Saint Paul dit qu'il « se glorifie dans les afflictions, parce que l’affliction produit la patience, la patience l’épreuve, et l’épreuve l’espérance, et que cette espérance ne nous trompe point, » fondée qu'elle est sur ce que « l'amour de Dieu a été répandu dans nos coeurs par le Saint-Esprit qui nous a été donné, » selon ce que Dieu avait dit par un prophète : « Je répandrai mon esprit sur toute chair. » De là cet apôtre prend sujet d'admirer la bonté de Jésus-Christ, qui a bien voulu mourir pour des impies et des pécheurs comme nous, qui étions encore dans les langueurs du péché, et mourir dans le temps que Dieu avait marqué, selon ce qu'il dit lui-même : « Je vous ai exaucé au temps favorable, je vous aide au jour du salut; » et derechef : «Voici maintenant le temps favorable, voici maintenant le jour du salut ; » dans un temps où tous les hommes s'étaient corrompus et détournés du droit chemin, et où il n'y en avait pas un seul qui fît le bien. Il n'y a donc qu'une bonté infinie et une miséricorde incompréhensible qui aient pu le porter à donner sa vie pour des impies; car la mort a quelque chose de si affreux et de si terrible qu'à peine peut-on trouver quelqu'un qui veuille bien mourir pour un homme juste et dont la vertu lui est connue, quoiqu'il s'en puisse quelquefois rencontrer qui voudront bien donner leur vie pour une chose bonne et juste. Or la marque la plus sensible que Dieu ait pu nous donner de son amour envers les hommes, c'est que dans le temps même que nous étions encore pécheurs Jésus-Christ est mort pour nous, sacrifiant sa vie sur la croix, se laissant conduire au supplice pour les iniquités de son peuple, se chargeant de nos péchés, se livrant volontairement à la mort, et souffrant qu'on le mît au nombre des scélérats, afin de nous rendre ;justes, forts et vertueux, de faibles, d'impies et de pécheurs que nous étions.
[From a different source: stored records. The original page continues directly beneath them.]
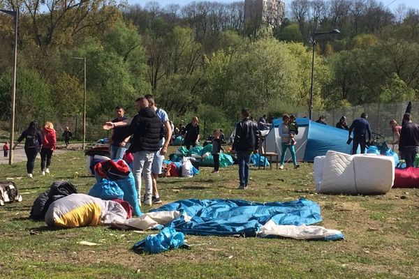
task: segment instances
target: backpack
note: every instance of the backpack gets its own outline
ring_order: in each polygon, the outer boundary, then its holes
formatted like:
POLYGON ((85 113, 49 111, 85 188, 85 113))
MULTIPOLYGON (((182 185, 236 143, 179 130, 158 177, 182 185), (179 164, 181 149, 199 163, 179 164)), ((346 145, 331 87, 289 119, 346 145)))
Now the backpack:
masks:
POLYGON ((22 195, 16 185, 12 181, 0 181, 0 206, 13 202, 22 202, 22 195))
POLYGON ((28 147, 38 147, 39 143, 38 142, 38 137, 35 135, 27 135, 26 137, 27 146, 28 147))

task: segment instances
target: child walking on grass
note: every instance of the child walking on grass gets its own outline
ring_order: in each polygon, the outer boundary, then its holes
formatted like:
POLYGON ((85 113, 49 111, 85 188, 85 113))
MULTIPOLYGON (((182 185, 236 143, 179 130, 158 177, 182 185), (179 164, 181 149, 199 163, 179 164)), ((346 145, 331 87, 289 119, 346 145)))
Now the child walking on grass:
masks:
POLYGON ((290 142, 288 144, 295 145, 297 143, 295 139, 294 139, 294 136, 295 135, 298 135, 298 124, 295 121, 295 116, 293 115, 290 116, 290 123, 288 125, 289 130, 289 136, 290 136, 290 142))
POLYGON ((212 133, 212 158, 214 158, 214 170, 211 172, 213 174, 218 174, 220 167, 220 151, 224 152, 221 146, 221 140, 220 139, 221 132, 219 130, 214 130, 212 133))
POLYGON ((6 142, 4 145, 3 146, 3 153, 4 153, 4 158, 7 158, 8 156, 8 150, 10 149, 8 146, 8 142, 6 142))

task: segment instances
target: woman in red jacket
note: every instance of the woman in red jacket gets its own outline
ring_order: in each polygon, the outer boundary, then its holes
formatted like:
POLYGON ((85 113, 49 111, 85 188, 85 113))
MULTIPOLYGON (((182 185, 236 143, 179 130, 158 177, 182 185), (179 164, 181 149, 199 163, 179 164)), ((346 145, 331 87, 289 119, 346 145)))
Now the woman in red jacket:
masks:
POLYGON ((41 170, 42 175, 50 174, 50 165, 52 153, 57 146, 57 135, 54 130, 54 125, 45 122, 45 126, 42 129, 42 149, 41 149, 41 170))

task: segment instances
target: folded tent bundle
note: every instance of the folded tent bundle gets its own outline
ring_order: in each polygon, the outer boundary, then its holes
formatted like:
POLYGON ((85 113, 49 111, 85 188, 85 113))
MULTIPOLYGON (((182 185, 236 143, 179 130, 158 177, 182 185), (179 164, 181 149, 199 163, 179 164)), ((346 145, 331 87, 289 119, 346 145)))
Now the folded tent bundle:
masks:
POLYGON ((138 194, 135 188, 135 181, 129 167, 124 160, 108 160, 97 163, 94 167, 96 181, 103 179, 115 181, 124 192, 123 199, 133 206, 133 213, 142 215, 138 204, 138 194))

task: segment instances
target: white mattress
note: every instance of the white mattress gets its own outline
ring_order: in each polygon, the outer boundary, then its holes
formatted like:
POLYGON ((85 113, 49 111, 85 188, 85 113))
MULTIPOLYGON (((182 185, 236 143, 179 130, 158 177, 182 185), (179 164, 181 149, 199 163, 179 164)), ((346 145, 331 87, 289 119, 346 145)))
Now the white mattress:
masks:
POLYGON ((325 194, 385 194, 395 179, 395 160, 375 154, 329 151, 314 158, 316 190, 325 194))
POLYGON ((354 155, 353 160, 358 194, 385 194, 390 191, 395 181, 392 156, 354 155))
POLYGON ((353 158, 340 152, 328 151, 323 165, 319 193, 356 195, 353 158))

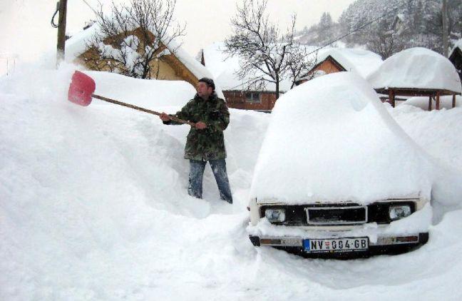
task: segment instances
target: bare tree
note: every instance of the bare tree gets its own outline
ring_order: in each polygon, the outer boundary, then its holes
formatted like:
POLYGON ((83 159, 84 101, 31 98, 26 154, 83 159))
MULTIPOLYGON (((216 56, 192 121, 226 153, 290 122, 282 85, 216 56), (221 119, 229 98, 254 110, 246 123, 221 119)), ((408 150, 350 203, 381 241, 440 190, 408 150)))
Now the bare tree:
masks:
POLYGON ((96 70, 139 78, 158 78, 160 61, 175 52, 173 41, 185 35, 173 19, 176 0, 131 0, 112 4, 110 15, 97 12, 99 29, 87 44, 87 65, 96 70), (167 46, 170 46, 168 49, 167 46), (170 50, 169 50, 170 49, 170 50))
POLYGON ((309 80, 314 77, 314 73, 310 73, 309 71, 314 66, 317 59, 317 51, 310 53, 306 45, 298 43, 292 45, 287 54, 288 74, 292 79, 291 88, 300 78, 309 80), (311 54, 313 55, 310 56, 311 54))
POLYGON ((266 14, 267 0, 244 0, 237 6, 231 19, 234 33, 225 41, 225 51, 240 58, 237 76, 251 78, 250 83, 259 89, 268 82, 276 86, 279 98, 279 83, 287 75, 289 53, 294 44, 295 16, 285 34, 270 20, 266 14))

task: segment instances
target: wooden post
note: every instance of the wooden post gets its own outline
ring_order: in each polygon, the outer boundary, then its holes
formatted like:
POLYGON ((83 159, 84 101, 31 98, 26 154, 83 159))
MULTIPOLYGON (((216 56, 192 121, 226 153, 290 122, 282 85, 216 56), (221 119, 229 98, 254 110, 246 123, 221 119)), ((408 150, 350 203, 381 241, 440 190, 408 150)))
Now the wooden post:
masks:
POLYGON ((393 90, 389 90, 389 101, 392 107, 394 108, 394 91, 393 90))
POLYGON ((58 44, 56 67, 64 59, 66 48, 66 17, 67 15, 67 0, 59 0, 59 20, 58 23, 58 44))
MULTIPOLYGON (((442 0, 441 5, 441 19, 443 21, 443 55, 445 58, 448 57, 448 17, 447 17, 447 4, 446 0, 442 0)), ((438 109, 437 109, 438 110, 438 109)))

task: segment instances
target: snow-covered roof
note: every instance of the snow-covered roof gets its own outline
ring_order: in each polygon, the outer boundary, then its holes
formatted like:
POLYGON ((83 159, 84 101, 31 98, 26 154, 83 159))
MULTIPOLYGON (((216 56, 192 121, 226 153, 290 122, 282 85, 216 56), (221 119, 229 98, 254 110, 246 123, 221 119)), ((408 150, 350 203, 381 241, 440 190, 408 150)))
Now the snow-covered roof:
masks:
POLYGON ((459 51, 462 51, 462 39, 460 39, 458 41, 456 42, 456 44, 451 50, 451 52, 449 53, 449 56, 448 57, 451 57, 452 54, 454 53, 454 51, 456 51, 456 49, 458 49, 459 51))
POLYGON ((376 89, 443 90, 461 93, 461 79, 451 61, 430 49, 411 48, 384 61, 367 80, 376 89))
MULTIPOLYGON (((229 56, 225 53, 225 44, 215 42, 203 49, 205 66, 212 72, 216 82, 222 90, 246 90, 249 81, 256 76, 246 76, 240 79, 236 72, 240 69, 239 57, 229 56)), ((257 74, 257 76, 259 75, 257 74)), ((284 79, 279 83, 279 91, 284 92, 290 89, 292 81, 284 79)), ((274 91, 276 86, 267 83, 266 91, 274 91)))
POLYGON ((382 59, 377 53, 349 48, 321 49, 317 55, 317 63, 322 62, 329 56, 347 71, 356 72, 364 78, 382 63, 382 59))
MULTIPOLYGON (((98 24, 94 24, 87 29, 80 31, 66 41, 66 61, 71 62, 86 51, 86 44, 99 30, 98 24)), ((168 50, 189 69, 197 78, 212 78, 212 73, 196 61, 192 56, 183 49, 180 44, 172 41, 166 45, 168 50)))
POLYGON ((250 197, 292 203, 429 198, 429 164, 366 80, 334 73, 277 101, 250 197))

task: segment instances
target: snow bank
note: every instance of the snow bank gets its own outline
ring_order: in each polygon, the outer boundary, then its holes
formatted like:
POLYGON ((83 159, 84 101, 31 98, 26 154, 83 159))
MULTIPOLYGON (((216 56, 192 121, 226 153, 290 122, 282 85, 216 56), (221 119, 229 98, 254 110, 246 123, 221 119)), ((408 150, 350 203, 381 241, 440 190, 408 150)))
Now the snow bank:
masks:
POLYGON ((190 83, 183 81, 139 79, 108 72, 84 72, 95 80, 96 94, 146 108, 183 106, 196 93, 190 83))
POLYGON ((406 49, 390 56, 367 80, 374 88, 462 91, 461 79, 451 61, 439 53, 420 47, 406 49))
POLYGON ((430 198, 428 159, 359 76, 309 81, 281 97, 272 115, 251 197, 295 203, 369 203, 419 193, 430 198))
MULTIPOLYGON (((245 206, 276 115, 230 110, 235 204, 219 200, 209 167, 205 199, 197 200, 186 193, 188 127, 96 100, 68 102, 73 68, 0 78, 0 300, 460 299, 462 210, 432 226, 423 248, 399 256, 317 260, 255 248, 245 206)), ((124 88, 140 88, 127 101, 142 101, 145 88, 175 95, 174 86, 91 74, 101 94, 125 98, 124 88)), ((143 104, 155 109, 155 101, 143 104)), ((169 103, 157 108, 179 108, 169 103)), ((389 111, 432 155, 462 168, 458 110, 389 111)))
MULTIPOLYGON (((67 40, 66 41, 66 61, 72 63, 76 58, 85 52, 87 44, 99 30, 99 25, 98 23, 95 23, 87 29, 76 34, 67 40)), ((188 52, 183 50, 179 42, 171 41, 167 45, 167 48, 197 78, 202 77, 212 78, 212 73, 188 52)), ((224 98, 220 86, 217 86, 217 93, 219 97, 224 98)))

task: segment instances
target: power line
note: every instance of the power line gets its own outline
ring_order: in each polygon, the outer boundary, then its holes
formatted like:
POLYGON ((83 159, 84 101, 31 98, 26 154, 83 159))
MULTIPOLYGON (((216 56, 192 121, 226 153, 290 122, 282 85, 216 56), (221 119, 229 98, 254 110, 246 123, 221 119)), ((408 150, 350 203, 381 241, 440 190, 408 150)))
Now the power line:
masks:
MULTIPOLYGON (((85 4, 87 5, 87 6, 88 6, 90 8, 90 9, 91 9, 93 11, 93 13, 95 13, 96 14, 98 14, 98 12, 96 12, 96 11, 93 7, 91 7, 91 6, 90 4, 88 4, 88 2, 87 2, 86 0, 82 0, 82 1, 83 2, 85 2, 85 4)), ((101 4, 101 2, 100 2, 99 0, 98 1, 98 2, 100 4, 100 5, 101 4)))
POLYGON ((391 11, 386 12, 386 13, 384 14, 383 15, 381 15, 381 16, 379 16, 379 17, 377 17, 377 18, 376 18, 376 19, 372 19, 371 21, 369 21, 369 22, 367 22, 367 23, 364 24, 363 25, 360 26, 359 27, 358 27, 357 29, 354 29, 354 31, 349 31, 349 33, 344 34, 343 36, 340 36, 339 38, 337 38, 337 39, 336 39, 335 40, 332 41, 327 43, 327 44, 325 44, 325 45, 324 45, 324 46, 321 46, 321 47, 317 49, 316 50, 314 50, 314 51, 310 52, 309 53, 308 53, 308 54, 307 54, 307 55, 309 56, 309 55, 310 55, 310 54, 312 54, 312 53, 314 53, 317 52, 317 51, 319 51, 319 49, 322 49, 323 48, 324 48, 324 47, 326 47, 326 46, 328 46, 329 45, 331 45, 331 44, 332 44, 337 42, 337 41, 342 39, 343 38, 344 38, 344 37, 346 37, 346 36, 349 36, 349 35, 351 35, 351 34, 354 34, 354 33, 356 32, 356 31, 360 31, 361 29, 364 29, 364 27, 366 27, 366 26, 369 26, 369 25, 371 25, 372 23, 375 22, 376 21, 379 20, 379 19, 384 18, 384 16, 388 16, 388 15, 390 14, 391 13, 392 13, 392 12, 394 12, 394 11, 396 11, 396 10, 398 10, 398 9, 402 8, 402 7, 404 7, 404 6, 406 6, 406 5, 408 5, 409 3, 413 2, 414 1, 414 0, 409 0, 409 2, 404 3, 403 4, 400 5, 399 6, 396 6, 396 7, 395 7, 394 9, 391 9, 391 11))
MULTIPOLYGON (((369 25, 371 25, 372 23, 375 22, 376 21, 379 20, 379 19, 384 18, 384 16, 388 16, 388 15, 390 14, 391 13, 392 13, 392 12, 394 12, 394 11, 396 11, 396 10, 398 10, 398 9, 401 9, 401 8, 404 7, 404 6, 408 5, 409 3, 413 2, 414 1, 414 0, 409 0, 409 1, 408 2, 406 2, 406 3, 404 3, 404 4, 401 4, 401 5, 400 5, 399 6, 396 6, 396 7, 395 7, 394 9, 391 9, 391 11, 389 11, 386 12, 385 14, 382 14, 381 16, 379 16, 379 17, 377 17, 377 18, 376 18, 376 19, 374 19, 371 20, 370 21, 369 21, 369 22, 367 22, 367 23, 364 24, 363 25, 361 25, 361 26, 360 26, 359 27, 356 28, 356 29, 353 30, 352 31, 349 31, 349 32, 348 32, 347 34, 344 34, 343 36, 340 36, 340 37, 339 37, 339 38, 334 39, 334 41, 332 41, 327 43, 327 44, 323 45, 323 46, 322 46, 319 47, 319 48, 317 48, 316 50, 314 50, 314 51, 312 51, 312 52, 307 53, 307 56, 309 56, 309 55, 312 54, 312 53, 315 53, 315 52, 317 52, 319 50, 322 49, 323 48, 324 48, 324 47, 326 47, 326 46, 328 46, 329 45, 331 45, 331 44, 332 44, 337 42, 337 41, 341 40, 341 39, 342 39, 343 38, 344 38, 344 37, 346 37, 346 36, 350 36, 350 35, 354 34, 355 32, 360 31, 361 29, 364 29, 364 27, 366 27, 366 26, 369 26, 369 25)), ((262 79, 262 78, 263 78, 263 76, 258 76, 258 77, 256 77, 255 78, 250 79, 250 80, 249 80, 249 81, 245 81, 245 82, 244 82, 244 83, 240 83, 240 84, 239 84, 239 85, 237 85, 237 86, 234 86, 234 87, 230 88, 230 90, 233 90, 233 89, 235 89, 235 88, 237 88, 237 87, 239 87, 239 86, 243 86, 245 83, 249 83, 249 82, 250 82, 250 81, 253 81, 260 80, 260 79, 262 79)))

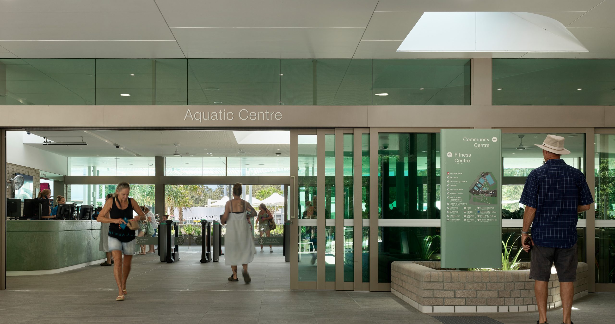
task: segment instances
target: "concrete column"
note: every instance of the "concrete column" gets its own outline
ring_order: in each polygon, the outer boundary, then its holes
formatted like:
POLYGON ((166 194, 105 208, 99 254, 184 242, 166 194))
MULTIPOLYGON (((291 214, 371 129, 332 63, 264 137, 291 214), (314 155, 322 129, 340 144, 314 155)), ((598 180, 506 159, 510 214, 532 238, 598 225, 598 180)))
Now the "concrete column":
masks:
POLYGON ((6 289, 6 131, 3 129, 0 129, 0 290, 2 290, 6 289))
POLYGON ((159 179, 164 175, 164 157, 157 156, 155 157, 156 175, 157 180, 154 184, 154 212, 159 215, 167 213, 167 208, 164 205, 164 184, 161 183, 159 179))
POLYGON ((493 101, 491 58, 472 59, 472 105, 491 106, 493 101))

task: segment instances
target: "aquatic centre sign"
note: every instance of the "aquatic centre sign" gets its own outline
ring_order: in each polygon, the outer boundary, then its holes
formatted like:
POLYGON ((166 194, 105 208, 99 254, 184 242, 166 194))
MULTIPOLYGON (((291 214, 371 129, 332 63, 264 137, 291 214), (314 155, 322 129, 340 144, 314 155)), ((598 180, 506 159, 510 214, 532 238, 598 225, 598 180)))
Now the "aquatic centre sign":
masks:
POLYGON ((502 134, 440 131, 442 267, 501 267, 502 134))
MULTIPOLYGON (((198 121, 203 122, 203 121, 232 121, 235 118, 235 113, 232 111, 226 111, 226 109, 220 109, 218 111, 194 111, 191 109, 186 111, 186 116, 184 116, 184 121, 198 121)), ((282 113, 279 111, 250 111, 246 109, 242 109, 237 112, 237 117, 242 121, 281 121, 282 113)))

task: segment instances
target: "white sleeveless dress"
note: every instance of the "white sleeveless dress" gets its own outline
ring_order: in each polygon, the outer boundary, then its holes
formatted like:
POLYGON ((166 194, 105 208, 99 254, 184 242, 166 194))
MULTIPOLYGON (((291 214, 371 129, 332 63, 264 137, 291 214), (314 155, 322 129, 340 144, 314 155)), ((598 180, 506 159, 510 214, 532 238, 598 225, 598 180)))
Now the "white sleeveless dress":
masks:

Quelques-uns expliquent ce passage de cette manière : Si Jésus-Christ est mort pour nous dans le temps que nous étions encore impies et pécheurs, avec quel zèle et quel empressement ne devons-nous pas donner notre vie pour Jésus-Christ, qui est «bon » et «juste » tout ensemble! Au reste il ne faut pas s'imaginer qu'il y ait de la différence entre « bon » et « juste,» et que par ces deux mots l'apôtre saint Paul ait voulu marquer quelque personne en particulier; ils signifient simplement: une chose bonne et juste, pour laquelle il est assez difficile de trouver quelqu'un qui veuille répandre son sang, quoiqu'on en puisse quelquefois rencontrer d'assez généreux pour le faire.